Tubuh Sanatha yang sejak tadi sudah gemetar, semakin bergeletar hebat mendengar ucapan tersebut. Ia bahkan tidak berani mendongak dan menatap Bramanta yang tengah berkacak pinggang di hadapannya.

"Namun sebelum kulepas nyawa busukmu itu, jawab dulu pertanyaanku tadi," ujar Bramanta lagi, sembari mendekat satu langkah.

Di tengah rasa takut yang amat sangat, Sanatha langsung berpikir keras. Pertanyaan yang mana? Kapan? Sayang, ketakutan yang amat sangat membuat otaknya gagal menggali ingatan.

P-per ... per-pertanyaan?" Sanatha akhirnya hanya bisa mengulang dengan suara bergetar.

"Ya, kalian berdua tadi belum menjawab pertanyaanku," sambar Bramanta. "Apakah kalian juga pengawal si Sarwa Kusuma keparat itu?"

"Oh ..." Sanatha mendesah, merasa agak lega karena pertanyaan yang harus dijawab tidaklah sulit. "B-bukan. Kami bukan pengawal. Kami haya penduduk kampung biasa. Kami...."

Bramanta mendengus kasar mendengar jawaban tersebut. Sebetulnya ia sudah dapat membedakan jika dua pemuda di hadapannya bukanlah pengawal. Namun ia merasa perlu memastikan terlebih dahulu.

"Bagus! Kalian warga kampung yang pemberani," kata Bramanta lagi. Entah pujiannya sungguh-sungguh atau sekadar basa-basi. "Lalu, apa maumu sekarang? Apakah kau juga ingin menghalangiku membawa perempuan itu, seperti temanmu tadi?"

Kali ini Sanatha dibuat menelan ludah. Untuk beberapa saat ia tak kuasa menjawab.

Sejujurnya Sanatha memang bermaksud membantu Wirama. Mereka ingin menolong Nyi Dukuh yang hendak dilarikan Bramanta. Namun nyalinya mendadak ciut begitu melihat kemampuan lelaki di hadapannya ini.

Melihat Sanatha hanya diam dengan wajah pias, Bramanta tertawa keras.

"Aku tahu, kau juga berniat melawanku. Untuk itu kau juga layak mampus seperti temanmu itu!" kata Bramanta setelah puas tertawa.

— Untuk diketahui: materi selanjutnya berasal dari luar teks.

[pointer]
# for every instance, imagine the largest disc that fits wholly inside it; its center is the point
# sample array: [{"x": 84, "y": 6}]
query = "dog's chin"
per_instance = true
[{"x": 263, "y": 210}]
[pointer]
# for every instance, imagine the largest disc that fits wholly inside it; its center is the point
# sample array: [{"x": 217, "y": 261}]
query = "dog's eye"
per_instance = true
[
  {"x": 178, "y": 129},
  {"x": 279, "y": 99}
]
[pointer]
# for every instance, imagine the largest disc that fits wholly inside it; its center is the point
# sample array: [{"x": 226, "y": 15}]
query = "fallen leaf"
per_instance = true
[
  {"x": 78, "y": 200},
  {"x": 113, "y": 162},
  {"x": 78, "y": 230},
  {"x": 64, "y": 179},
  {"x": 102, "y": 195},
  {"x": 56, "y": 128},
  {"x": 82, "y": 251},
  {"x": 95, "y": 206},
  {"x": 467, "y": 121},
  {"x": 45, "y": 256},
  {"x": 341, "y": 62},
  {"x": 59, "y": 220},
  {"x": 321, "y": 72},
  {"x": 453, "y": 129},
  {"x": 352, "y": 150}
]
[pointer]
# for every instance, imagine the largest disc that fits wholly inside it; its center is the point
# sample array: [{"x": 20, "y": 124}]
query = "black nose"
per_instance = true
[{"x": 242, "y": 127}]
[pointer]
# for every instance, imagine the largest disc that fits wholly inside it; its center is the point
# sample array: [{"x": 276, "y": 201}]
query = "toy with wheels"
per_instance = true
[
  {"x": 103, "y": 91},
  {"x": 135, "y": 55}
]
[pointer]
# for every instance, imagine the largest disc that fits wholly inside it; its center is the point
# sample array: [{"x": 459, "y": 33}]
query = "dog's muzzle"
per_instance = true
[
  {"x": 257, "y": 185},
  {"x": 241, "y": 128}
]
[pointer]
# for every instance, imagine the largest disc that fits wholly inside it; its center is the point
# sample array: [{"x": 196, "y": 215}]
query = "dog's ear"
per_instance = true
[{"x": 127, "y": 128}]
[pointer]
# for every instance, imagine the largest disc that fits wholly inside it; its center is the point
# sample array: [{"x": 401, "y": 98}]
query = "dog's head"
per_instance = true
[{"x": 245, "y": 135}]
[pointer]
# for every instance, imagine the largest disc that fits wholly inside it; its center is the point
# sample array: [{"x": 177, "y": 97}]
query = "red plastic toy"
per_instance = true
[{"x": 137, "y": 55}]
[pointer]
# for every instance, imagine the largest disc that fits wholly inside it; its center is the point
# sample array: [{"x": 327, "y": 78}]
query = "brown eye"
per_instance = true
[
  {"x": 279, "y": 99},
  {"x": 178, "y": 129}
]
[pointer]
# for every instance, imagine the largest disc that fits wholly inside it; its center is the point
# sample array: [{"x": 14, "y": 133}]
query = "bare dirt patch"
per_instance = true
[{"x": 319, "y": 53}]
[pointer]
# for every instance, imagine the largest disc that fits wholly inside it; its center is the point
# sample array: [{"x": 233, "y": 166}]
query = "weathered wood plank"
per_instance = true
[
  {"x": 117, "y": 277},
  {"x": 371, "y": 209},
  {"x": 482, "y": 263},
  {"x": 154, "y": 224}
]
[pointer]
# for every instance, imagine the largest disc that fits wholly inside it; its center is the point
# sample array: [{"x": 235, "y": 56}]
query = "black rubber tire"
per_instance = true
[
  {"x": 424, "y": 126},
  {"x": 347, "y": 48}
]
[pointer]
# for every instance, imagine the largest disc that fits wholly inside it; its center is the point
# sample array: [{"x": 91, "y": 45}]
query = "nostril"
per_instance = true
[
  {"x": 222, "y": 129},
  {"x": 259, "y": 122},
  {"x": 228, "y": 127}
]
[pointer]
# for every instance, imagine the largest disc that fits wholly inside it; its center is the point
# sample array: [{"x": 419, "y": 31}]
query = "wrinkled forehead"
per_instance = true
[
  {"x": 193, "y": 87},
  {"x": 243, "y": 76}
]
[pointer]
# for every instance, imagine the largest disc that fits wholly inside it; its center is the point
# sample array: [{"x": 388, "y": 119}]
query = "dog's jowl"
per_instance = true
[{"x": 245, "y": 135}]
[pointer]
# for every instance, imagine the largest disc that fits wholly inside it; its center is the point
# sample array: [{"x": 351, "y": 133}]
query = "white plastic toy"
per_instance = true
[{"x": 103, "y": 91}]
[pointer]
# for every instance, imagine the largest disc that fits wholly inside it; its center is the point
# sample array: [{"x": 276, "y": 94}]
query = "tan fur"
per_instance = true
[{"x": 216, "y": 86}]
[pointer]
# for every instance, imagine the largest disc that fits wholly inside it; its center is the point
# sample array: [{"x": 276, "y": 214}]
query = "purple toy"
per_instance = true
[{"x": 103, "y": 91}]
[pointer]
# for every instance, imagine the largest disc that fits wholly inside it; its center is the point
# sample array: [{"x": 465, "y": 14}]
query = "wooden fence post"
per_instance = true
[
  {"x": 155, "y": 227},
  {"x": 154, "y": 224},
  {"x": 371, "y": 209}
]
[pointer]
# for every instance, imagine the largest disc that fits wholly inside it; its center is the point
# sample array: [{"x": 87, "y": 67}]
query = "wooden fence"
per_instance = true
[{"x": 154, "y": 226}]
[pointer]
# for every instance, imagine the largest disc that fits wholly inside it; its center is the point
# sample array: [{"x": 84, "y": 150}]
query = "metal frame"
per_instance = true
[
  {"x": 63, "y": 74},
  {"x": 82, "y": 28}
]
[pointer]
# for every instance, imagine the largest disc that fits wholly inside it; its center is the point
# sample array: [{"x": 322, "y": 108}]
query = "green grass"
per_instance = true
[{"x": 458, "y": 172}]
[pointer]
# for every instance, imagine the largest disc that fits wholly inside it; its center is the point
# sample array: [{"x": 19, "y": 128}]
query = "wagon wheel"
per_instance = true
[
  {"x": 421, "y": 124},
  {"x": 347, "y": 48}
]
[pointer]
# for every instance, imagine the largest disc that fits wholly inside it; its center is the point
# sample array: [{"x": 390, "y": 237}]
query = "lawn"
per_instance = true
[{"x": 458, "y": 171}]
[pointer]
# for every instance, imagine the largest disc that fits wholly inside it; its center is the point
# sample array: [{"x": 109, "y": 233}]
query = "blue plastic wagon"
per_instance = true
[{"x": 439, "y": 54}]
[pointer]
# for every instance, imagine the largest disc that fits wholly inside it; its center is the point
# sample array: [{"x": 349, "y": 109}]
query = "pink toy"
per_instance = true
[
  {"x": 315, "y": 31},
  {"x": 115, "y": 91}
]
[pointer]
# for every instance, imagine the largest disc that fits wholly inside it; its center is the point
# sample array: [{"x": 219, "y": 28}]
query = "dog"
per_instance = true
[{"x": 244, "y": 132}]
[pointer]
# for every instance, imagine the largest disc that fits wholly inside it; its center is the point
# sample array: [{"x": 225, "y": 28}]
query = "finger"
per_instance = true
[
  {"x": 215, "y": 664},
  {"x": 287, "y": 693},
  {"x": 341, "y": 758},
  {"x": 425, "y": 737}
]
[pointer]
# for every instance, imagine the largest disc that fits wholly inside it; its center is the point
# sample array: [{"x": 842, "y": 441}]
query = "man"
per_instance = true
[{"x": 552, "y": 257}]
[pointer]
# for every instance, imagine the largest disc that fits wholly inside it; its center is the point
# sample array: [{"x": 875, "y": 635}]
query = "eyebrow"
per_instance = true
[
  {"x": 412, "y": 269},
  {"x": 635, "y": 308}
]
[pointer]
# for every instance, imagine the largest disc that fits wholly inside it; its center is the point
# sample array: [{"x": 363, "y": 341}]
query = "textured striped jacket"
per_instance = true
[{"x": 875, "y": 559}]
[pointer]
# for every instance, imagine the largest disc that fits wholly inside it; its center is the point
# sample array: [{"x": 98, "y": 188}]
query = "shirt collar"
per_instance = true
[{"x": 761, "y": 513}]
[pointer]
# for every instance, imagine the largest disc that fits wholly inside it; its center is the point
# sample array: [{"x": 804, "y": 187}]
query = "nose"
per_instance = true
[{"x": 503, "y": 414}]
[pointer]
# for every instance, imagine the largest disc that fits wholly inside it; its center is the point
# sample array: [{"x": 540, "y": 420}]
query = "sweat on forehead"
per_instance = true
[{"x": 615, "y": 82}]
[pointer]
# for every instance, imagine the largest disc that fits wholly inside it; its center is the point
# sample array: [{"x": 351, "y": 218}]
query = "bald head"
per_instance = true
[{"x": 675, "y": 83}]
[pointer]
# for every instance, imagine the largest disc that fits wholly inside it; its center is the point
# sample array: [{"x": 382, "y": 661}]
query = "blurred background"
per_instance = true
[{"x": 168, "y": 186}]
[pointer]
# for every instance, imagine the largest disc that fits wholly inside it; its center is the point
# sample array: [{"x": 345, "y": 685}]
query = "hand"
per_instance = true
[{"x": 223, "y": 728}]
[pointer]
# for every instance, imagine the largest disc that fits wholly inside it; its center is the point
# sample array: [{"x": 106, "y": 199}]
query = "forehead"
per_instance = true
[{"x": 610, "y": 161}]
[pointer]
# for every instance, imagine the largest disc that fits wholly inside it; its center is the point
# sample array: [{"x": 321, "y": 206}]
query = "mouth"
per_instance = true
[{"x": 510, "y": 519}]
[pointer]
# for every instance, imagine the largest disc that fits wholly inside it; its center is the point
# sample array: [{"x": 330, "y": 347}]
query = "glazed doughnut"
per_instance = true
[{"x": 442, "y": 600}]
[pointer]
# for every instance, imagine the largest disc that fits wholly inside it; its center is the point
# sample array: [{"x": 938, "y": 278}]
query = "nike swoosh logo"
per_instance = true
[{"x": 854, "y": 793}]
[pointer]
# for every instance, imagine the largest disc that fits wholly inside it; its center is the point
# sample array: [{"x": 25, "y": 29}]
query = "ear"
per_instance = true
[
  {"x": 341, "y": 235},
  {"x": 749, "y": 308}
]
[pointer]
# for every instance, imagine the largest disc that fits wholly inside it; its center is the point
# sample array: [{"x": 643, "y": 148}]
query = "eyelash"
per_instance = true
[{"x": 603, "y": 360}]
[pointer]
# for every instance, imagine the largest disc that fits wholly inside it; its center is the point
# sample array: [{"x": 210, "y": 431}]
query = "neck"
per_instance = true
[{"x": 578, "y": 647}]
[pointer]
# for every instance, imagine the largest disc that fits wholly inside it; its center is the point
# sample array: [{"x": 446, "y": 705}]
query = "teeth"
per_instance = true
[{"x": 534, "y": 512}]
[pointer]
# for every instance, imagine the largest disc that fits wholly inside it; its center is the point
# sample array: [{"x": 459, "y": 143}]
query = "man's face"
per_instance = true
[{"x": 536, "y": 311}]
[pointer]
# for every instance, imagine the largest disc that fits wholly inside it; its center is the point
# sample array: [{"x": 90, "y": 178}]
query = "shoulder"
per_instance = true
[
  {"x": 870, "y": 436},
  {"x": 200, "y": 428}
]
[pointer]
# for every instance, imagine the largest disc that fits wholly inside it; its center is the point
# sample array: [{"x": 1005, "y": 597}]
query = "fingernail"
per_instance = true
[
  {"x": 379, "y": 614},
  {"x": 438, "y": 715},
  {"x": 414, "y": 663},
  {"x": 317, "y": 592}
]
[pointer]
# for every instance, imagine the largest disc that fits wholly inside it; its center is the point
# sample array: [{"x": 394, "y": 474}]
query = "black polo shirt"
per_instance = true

Paras pucat Sanatha semakin memutih bagaikan orang mati. Napasnya yang mendadak sesak jadi semakin tersengal-sengal saja.

"Namun karena kau tidak bertindak lancang seperti temanmu yang pemberani tapi bodoh itu, aku akan membiarkanmu tetap hidup," lanjut Bramanta, sembari duduk berjongkok sehingga tatapannya sejajar dengan mata Sanatha.

"Dengar ..." Bramanta mengangkat kepala Sanatha yang tertunduk agar lelaki muda itu membalas tatapannya. "Aku butuh saksi hidup atas kejadian ini. Jadi, tetaplah hidup dan ceritakan semua yang kau lihat di sini pada siapapun yang kau temui.

"Ceritakan pada seluruh warga kampung Kartasentana ini, pada semua orang di wanua Sangguran, juga pada siapapun di watak Waharu. Katakan pada mereka, aku Bramanta yang bertanggung jawab terhadap kematian Ki Dukuh Kartasentana. Kau mengerti?"

Sanatha ingin mengangguk mengiyakan. Namun rasa takut yang sejak tadi menyelimuti dirinya membuat kesadaran pemuda itu malah lenyap saat itu juga.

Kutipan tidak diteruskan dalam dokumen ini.